California residents facing delinquent support payments face a number of options to try and collect. According to the Internal Revenue Service, a qualified domestic relations order issued by a judge can spell out how assets held in pensions or retirement plans are to be dispersed. However, a QDRO is not only used to divide a pension during a divorce proceeding, but can also be used to assist a spouse if that person is not receiving required support payments.
In addition to dividing up assets from a retirement account, a QDRO can set the terms of how retirement accounts are used to fulfill child support or spousal support such as alimony. An article posted on the Forbes website describes a scenario in which an ex-spouse refrains from paying child support, alimony or any fiscal obligation laid out in a divorce settlement. In such an event, a QDRO can be issued by a judge to take the funds directly from the former spouse’s retirement plan and award it to the other party.
Additionally, a QDRO may be used to collect support payments that have not been made in the past. However, the Forbes piece points out that a detailed review of the spouse’s retirement plan by an attorney may be necessary before any QDRO can be drafted. Some retirement plans do not allow for payments of lump sums, so QDRO payments may not be issued to a recipient right away. In this case, it may be necessary to calculate the proper value of future QDRO payment amounts.

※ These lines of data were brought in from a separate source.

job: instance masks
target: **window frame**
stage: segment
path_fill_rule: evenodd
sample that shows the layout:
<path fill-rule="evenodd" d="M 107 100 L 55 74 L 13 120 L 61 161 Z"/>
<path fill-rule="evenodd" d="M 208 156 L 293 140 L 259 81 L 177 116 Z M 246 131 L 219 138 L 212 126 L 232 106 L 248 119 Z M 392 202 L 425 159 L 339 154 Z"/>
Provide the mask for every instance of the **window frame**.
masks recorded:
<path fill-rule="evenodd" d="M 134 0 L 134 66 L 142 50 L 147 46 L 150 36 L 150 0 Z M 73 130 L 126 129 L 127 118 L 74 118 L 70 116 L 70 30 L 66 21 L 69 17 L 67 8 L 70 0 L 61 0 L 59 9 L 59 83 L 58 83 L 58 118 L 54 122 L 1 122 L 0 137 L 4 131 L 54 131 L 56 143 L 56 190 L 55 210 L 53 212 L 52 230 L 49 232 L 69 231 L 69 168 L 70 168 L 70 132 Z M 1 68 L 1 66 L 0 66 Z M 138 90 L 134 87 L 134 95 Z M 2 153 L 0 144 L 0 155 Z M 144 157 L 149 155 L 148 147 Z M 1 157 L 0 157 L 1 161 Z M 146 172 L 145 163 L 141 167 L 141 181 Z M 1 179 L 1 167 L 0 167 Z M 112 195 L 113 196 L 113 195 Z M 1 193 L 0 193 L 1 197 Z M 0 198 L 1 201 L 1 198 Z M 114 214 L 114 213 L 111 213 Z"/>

It is also important to note that QDROs cannot be used to collect from all forms of retirement accounts. While a judge can issue a QDRO to collect from a pension, a 403B or a 401K, it cannot be issued to draw funds from an IRA. While a QDRO may be issued to collect from retirement plans governed under the Employee Retirement Income Security Act, IRAs and similar plans are not part of this law and are not eligible for QDRO withdrawals.